To ensure that all potential patients with hydrocoeles were captured in the study, admission and discharge queries were also run using the keywords “hydrocele,” “hydrocoele,” and “swelling” (of the scrotum or scrotal) for both hospitals. Clinical staff used the two spellings interchangeably, so we needed to use both to capture all cases. The main reason why this additional step was needed was because outputs from the previous method only included primary and secondary diagnoses. Third or fourth diagnoses of hydrocoeles were not included in the first method. It was also critical to pull out files for “scrotal swelling” to confirm a diagnosis of hydrocoele.

Surgical clinic records (Fig. 4B)

These records were sighted to ensure that patients whose medical records were not entered into PATIS were included in the study. The key terms “hydrocele,” “hydrocoele,” or “swelling” (of the scrotum or scrotal) were used to identify potential study participants.

Operating theater records (Fig. 4C)

These records were sighted for two purposes: firstly, to determine the proportion of all patients with hydrocoeles that had undergone surgery, and secondly, to ensure that patients not captured in PATIS and surgical clinic records (but which were recorded in the operating theater records) were included in the study. The key terms “hydrocele” or “hydrocoele” or “swelling” (of the scrotum or scrotal) were identified to determine eligibility.

All three sources were needed to give a better estimate of the proportion of men presenting with hydrocoele in the Samoan population. Patient unique identifier numbers or national health numbers (NHN) were used to remove duplicates and ensure that single entities remained in the final list of eligible participants.

Statistical analysis

The distribution and proportion of hydrocoele cases by age and region and cases that had surgery were analyzed using IBM SPSS version 22 and/or STATA 14. Statistical tests used were Pearson’s chi-square and chi-square test for trend.

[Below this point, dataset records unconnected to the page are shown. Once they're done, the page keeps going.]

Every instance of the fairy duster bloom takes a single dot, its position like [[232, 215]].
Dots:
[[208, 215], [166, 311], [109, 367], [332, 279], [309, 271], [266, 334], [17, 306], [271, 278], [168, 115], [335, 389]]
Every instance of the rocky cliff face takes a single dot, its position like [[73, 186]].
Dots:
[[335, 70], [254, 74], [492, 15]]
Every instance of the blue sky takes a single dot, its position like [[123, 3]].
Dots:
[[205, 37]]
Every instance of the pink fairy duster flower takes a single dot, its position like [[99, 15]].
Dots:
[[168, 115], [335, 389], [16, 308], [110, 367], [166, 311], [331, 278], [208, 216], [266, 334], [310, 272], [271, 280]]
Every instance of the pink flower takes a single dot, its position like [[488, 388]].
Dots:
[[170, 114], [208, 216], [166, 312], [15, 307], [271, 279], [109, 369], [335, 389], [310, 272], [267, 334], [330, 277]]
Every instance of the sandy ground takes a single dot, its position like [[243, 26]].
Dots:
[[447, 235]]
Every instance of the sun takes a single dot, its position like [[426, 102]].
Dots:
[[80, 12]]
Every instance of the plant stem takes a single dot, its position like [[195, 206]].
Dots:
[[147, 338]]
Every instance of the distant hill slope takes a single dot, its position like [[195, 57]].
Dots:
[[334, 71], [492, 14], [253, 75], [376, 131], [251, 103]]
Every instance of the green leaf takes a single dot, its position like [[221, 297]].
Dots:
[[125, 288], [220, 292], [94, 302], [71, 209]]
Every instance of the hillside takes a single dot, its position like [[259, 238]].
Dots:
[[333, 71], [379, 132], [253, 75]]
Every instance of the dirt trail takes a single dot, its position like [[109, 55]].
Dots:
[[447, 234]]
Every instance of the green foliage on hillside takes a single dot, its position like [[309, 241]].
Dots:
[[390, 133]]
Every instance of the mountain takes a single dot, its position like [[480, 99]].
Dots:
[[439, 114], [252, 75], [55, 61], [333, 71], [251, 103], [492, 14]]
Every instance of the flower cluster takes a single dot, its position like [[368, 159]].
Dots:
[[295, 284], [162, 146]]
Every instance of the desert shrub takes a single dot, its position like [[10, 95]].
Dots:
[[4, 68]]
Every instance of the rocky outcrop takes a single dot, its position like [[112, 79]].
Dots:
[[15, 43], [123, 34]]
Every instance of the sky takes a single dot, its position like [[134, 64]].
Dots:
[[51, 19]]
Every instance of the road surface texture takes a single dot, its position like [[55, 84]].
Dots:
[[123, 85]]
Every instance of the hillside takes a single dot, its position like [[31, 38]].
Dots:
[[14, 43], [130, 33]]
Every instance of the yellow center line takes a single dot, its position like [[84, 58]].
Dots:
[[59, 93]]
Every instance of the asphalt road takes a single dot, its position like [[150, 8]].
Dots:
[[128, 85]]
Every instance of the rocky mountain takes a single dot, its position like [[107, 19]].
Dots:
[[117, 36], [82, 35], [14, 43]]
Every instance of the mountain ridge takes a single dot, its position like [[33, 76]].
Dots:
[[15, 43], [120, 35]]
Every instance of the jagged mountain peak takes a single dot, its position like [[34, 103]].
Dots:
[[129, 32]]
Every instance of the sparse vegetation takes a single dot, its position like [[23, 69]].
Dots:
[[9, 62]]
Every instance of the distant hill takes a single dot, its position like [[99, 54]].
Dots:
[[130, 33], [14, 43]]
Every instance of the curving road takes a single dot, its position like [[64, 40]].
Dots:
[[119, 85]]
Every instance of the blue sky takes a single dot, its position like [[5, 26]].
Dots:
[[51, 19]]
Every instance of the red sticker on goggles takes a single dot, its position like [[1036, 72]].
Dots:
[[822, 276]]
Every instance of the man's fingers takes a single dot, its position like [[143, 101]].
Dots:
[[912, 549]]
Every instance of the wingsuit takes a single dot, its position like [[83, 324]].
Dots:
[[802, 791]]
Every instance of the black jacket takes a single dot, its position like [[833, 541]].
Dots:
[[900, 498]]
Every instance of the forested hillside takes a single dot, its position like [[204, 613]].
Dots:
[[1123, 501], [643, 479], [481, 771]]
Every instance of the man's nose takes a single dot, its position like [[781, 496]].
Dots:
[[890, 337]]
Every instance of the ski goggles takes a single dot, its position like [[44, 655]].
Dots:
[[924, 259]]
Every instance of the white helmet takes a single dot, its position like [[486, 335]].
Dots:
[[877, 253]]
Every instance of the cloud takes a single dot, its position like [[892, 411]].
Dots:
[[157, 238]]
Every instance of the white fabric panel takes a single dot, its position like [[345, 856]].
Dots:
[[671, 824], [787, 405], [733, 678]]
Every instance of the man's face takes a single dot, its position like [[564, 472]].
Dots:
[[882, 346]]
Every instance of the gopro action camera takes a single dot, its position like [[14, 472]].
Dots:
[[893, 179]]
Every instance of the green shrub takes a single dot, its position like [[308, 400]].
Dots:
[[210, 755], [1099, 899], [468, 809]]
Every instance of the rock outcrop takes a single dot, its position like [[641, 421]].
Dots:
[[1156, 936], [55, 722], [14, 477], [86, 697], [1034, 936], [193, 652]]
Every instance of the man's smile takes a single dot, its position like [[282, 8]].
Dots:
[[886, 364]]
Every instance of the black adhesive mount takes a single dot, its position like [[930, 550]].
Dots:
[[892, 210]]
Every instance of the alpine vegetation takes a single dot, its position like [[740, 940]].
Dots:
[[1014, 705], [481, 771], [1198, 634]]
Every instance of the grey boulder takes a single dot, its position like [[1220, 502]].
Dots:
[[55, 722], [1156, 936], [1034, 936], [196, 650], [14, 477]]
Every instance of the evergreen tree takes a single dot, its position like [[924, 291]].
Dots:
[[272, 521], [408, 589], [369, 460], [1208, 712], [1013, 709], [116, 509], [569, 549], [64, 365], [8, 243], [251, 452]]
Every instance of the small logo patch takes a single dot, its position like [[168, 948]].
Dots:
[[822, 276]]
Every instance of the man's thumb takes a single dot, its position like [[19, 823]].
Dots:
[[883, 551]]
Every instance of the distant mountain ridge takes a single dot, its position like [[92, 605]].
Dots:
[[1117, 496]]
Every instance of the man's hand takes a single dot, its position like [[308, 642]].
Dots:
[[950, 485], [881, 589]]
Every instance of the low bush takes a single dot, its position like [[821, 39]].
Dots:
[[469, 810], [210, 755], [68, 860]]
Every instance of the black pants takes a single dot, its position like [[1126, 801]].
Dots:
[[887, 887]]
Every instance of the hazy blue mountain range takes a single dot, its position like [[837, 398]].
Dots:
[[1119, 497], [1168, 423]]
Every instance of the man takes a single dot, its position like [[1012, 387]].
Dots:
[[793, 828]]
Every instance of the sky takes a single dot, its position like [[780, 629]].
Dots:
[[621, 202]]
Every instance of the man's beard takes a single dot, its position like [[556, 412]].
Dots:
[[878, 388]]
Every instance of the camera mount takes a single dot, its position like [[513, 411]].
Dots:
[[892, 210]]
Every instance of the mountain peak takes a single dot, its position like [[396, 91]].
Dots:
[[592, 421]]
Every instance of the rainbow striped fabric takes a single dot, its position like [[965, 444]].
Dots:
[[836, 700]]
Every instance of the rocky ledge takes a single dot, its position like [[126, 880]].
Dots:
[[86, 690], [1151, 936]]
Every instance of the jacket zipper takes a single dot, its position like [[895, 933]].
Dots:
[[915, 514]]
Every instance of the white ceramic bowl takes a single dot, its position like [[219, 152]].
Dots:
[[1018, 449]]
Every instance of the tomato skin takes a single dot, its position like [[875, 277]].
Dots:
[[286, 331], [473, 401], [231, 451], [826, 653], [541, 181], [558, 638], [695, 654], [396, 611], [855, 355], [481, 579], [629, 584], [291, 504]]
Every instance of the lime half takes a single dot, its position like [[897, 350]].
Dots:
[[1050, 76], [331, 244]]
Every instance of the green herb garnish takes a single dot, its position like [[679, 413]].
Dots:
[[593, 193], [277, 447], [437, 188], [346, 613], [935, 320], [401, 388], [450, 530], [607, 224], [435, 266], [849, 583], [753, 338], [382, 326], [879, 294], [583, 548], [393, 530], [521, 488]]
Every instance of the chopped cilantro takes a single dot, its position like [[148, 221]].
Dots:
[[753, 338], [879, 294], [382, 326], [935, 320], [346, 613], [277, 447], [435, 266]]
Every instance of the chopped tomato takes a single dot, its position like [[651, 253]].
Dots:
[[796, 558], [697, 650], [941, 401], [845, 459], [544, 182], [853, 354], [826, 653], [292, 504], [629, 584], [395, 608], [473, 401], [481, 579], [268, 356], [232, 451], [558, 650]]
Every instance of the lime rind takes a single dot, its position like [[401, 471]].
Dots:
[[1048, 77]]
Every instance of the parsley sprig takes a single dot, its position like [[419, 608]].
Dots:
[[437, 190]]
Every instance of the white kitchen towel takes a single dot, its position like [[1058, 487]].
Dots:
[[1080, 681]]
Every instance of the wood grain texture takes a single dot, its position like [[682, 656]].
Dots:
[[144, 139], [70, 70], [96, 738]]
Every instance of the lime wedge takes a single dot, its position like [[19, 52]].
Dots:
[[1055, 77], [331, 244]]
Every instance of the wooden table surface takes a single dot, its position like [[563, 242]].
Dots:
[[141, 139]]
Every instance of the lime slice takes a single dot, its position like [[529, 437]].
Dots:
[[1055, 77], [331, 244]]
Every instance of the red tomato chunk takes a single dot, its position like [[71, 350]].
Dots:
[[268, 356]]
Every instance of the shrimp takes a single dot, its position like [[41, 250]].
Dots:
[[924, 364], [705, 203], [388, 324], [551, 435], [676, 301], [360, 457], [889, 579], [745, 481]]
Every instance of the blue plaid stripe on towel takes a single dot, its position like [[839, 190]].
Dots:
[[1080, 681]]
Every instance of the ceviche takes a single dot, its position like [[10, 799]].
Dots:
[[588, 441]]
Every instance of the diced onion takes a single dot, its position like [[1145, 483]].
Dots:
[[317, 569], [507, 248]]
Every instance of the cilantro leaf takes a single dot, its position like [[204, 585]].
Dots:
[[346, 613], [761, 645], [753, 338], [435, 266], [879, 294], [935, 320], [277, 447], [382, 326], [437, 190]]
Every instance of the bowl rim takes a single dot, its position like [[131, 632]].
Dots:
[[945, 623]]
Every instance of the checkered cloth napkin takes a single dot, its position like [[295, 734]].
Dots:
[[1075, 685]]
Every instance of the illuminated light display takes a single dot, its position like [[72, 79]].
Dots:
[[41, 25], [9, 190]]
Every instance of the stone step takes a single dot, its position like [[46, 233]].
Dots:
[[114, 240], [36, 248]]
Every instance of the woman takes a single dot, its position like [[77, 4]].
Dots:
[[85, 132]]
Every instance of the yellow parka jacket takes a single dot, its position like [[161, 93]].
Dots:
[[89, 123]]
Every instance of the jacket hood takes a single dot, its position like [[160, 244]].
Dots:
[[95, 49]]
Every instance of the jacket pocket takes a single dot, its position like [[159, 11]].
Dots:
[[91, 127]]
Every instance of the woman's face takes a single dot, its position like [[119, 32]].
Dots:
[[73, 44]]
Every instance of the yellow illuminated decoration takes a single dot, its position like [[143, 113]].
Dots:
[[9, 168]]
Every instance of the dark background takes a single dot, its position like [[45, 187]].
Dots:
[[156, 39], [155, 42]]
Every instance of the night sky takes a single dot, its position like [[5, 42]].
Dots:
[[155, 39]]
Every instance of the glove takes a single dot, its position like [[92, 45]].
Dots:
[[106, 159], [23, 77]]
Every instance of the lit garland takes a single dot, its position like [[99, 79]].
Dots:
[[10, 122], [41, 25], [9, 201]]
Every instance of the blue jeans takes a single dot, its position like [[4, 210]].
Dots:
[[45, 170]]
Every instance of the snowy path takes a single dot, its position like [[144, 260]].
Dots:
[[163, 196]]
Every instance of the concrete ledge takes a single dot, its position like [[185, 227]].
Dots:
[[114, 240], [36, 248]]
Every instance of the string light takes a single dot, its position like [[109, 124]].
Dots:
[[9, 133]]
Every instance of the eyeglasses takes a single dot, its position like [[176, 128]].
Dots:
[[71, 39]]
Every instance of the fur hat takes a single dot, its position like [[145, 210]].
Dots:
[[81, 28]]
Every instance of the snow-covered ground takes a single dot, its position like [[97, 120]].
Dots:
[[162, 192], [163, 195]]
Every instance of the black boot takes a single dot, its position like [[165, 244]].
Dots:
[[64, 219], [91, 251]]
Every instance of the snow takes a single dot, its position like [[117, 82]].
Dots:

Denominators for estimating proportions of men presenting with hydrocoeles were obtained from the Census. Theoretically, men with hydrocoeles or who had had surgery (even prior to his study) should have been deducted from the denominator as they are not at risk. However, this proportion is very small compared to the overall number of men at risk.

Study limitations

Patient information system

A common problem with PATIS is that some patients have two unique identifier numbers. Coding may also be inaccurate. Duplicates were resolved using NHN numbers, but it is possible that we may have missed some patients that were coded incorrectly.

Surgical clinic data

We were able to capture some patients with hydrocoele through analysis of surgical clinic data that were not recorded in PATIS. However, we found that some records were either missing or inadequately documented.

Patient files

At the outset, we anticipated that some files would be difficult to locate. To mitigate this, a second list which contained the missing files from the first round was handed over to medical records to locate. After several attempts, some files were still unable to be located (N = 56).

Surgical theater records

When clinical services moved between hospitals, theater books were misplaced in the process. Occasionally, it was very difficult to locate unique identifier numbers for several patients (and therefore their charts) but their records were captured in the operating theater and surgical clinic records.

Study design

It is likely that some patients with hydrocoeles were not captured because they may not have presented at all or have presented to district hospitals and health centers which did not have PATIS. Examination of the surgical records mitigated the latter problem to some extent.

Limitations exist in the quality of information that was recorded in patient files. Brief documentation resulted in missing data items in some cases.

We also note that village of residence is not always accurate as patient demographics are not updated regularly, especially in PATIS. Consequently, where village or region is concerned, results should be interpreted with caution.